# PRINCESS HAS DIED!



## Swtsxyselena04 (Sep 20, 2004)

HERES THE PICTURE OF PRINCESS BEFORE IT GOT SICK.


----------



## KC (Aug 11, 2004)

*pincess*

I am so sorry that your little baby is sick. I am afraid though that I can't send a donation as I already have 5 cats to feed and insurance to pay for them.

However, I do know that if you contact the RCPCA and let them know that your baby needs some treatment and that you can't afford the fee, they may lend a little hand and help you out. I am not saying that they will pay for it in full but they may help her get better and you pay a little bit each month.

Please give them a call and let me know how you get on.


----------



## Swtsxyselena04 (Sep 20, 2004)

Thanks for the support and we didnt make u pay for it but we were just asking.

She just died 10 mins ago and it was so hard for us. We buried her in the backyard to keep close to us. In lovin memory of princess august 11, 2004-September 21, 2004 at 4:15am central time


----------



## KC (Aug 11, 2004)

*Princess*

I am so sorry. Princess will now be at Rainbow Bridge playing with all the other animals. She will now be restored to good health and will be happy. She will wait for you there until you can both be together again.

May Princess rest in peace and God look after her always!!!!

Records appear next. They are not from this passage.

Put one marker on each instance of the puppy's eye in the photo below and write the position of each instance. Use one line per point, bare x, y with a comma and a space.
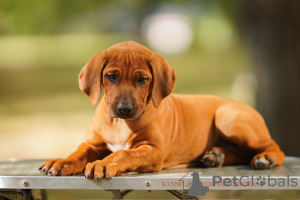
112, 78
142, 80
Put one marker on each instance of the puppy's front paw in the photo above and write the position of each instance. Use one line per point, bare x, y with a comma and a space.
213, 158
263, 161
58, 167
99, 169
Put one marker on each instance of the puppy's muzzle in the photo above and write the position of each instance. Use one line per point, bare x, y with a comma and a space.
124, 109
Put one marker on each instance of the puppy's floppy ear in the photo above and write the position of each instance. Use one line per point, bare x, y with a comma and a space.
164, 78
90, 79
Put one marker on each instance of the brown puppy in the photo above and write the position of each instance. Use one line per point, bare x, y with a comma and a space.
140, 126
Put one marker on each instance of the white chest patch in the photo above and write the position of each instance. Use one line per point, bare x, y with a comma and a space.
118, 146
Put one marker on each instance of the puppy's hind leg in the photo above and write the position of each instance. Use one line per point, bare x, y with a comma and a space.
219, 156
268, 157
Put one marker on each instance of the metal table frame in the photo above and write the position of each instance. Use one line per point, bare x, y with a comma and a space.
19, 176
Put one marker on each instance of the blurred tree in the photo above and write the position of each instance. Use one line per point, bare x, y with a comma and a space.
272, 29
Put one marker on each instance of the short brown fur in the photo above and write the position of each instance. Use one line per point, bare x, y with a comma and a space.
163, 129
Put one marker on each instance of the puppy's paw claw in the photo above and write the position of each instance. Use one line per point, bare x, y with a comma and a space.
212, 159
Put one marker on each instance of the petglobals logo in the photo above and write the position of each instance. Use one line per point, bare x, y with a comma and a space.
195, 187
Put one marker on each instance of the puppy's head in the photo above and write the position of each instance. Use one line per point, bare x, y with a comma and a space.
131, 76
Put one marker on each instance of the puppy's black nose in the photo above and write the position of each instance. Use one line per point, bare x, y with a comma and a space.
124, 108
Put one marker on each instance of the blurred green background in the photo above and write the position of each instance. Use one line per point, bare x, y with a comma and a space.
231, 49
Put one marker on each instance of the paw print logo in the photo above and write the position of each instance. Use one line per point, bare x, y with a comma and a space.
261, 181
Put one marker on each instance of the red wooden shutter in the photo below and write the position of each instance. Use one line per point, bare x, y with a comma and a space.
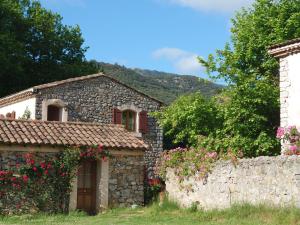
8, 115
143, 120
13, 115
117, 116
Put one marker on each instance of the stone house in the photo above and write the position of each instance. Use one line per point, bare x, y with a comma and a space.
92, 108
288, 54
94, 98
118, 181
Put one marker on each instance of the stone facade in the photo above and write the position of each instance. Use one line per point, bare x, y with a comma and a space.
267, 180
285, 85
9, 159
289, 59
126, 181
93, 100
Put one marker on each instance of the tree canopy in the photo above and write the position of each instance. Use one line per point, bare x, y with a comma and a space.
36, 47
249, 106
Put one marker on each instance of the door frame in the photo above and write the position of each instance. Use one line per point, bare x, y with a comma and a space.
93, 188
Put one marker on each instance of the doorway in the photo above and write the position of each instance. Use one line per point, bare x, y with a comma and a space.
86, 187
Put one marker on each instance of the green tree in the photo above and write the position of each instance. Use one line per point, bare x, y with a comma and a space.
251, 112
35, 47
188, 118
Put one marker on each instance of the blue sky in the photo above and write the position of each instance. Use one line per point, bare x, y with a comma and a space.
164, 35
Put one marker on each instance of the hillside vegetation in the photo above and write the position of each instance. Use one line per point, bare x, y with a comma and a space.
165, 87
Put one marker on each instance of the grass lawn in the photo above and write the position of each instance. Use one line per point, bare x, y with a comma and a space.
167, 214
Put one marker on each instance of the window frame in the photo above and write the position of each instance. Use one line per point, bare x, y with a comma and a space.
128, 111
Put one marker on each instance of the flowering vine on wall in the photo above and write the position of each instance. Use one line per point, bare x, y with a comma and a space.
42, 182
290, 137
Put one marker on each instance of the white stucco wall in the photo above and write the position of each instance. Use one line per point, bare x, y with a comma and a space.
20, 108
293, 103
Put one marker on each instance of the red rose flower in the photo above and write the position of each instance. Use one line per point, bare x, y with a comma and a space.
25, 178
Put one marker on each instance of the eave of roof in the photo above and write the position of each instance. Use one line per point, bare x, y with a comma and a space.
31, 91
286, 48
45, 133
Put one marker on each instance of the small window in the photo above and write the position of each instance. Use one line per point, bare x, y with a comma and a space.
128, 120
54, 113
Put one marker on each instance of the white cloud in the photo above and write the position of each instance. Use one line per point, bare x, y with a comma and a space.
184, 62
213, 5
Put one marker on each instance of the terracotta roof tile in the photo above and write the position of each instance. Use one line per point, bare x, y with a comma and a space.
29, 93
36, 132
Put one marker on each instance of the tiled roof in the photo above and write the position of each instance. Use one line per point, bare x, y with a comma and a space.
37, 132
30, 92
286, 48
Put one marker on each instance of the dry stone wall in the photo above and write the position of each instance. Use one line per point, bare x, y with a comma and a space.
267, 180
93, 100
126, 177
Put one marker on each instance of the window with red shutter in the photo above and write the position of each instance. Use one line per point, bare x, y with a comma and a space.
143, 122
117, 116
128, 120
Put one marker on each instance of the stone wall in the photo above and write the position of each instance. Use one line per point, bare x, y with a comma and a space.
268, 180
10, 159
93, 100
126, 177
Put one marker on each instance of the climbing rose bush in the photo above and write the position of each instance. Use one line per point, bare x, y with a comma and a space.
290, 136
196, 162
39, 182
186, 162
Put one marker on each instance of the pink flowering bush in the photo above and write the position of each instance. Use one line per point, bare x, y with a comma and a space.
290, 136
186, 162
43, 182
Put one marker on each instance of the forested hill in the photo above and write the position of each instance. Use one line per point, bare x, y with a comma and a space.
162, 86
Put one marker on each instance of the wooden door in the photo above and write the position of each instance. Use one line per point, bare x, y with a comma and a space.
86, 187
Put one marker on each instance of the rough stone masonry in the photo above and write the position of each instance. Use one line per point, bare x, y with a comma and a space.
266, 180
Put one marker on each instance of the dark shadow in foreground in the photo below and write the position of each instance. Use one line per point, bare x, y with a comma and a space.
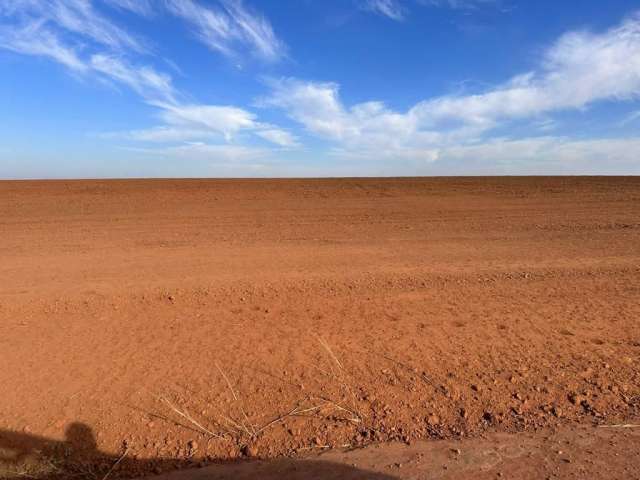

I hope that your pain eases with time.


----------



## catnip (Aug 19, 2003)

I'm sorry. I had seen all of the posts in every forum last night but wasn't sure what to say. How sad. Sorry for your loss.


----------



## jessamica8 (Aug 17, 2004)

I too am sorry for your loss.  I also read your other posts, but didn't have any applicable advice. Warm wishes to you.


----------



## Jeanie (Jun 18, 2003)

She was such a sweet little thing. Sometimes life is very hard. I'm so sorry for your loss.


----------



## Ioana (Jul 12, 2003)

I am sorry about your loss.
May Princess rest in peace


----------



## MA (Mar 30, 2004)

Oh sweet Princess...I'm so very sorry.


----------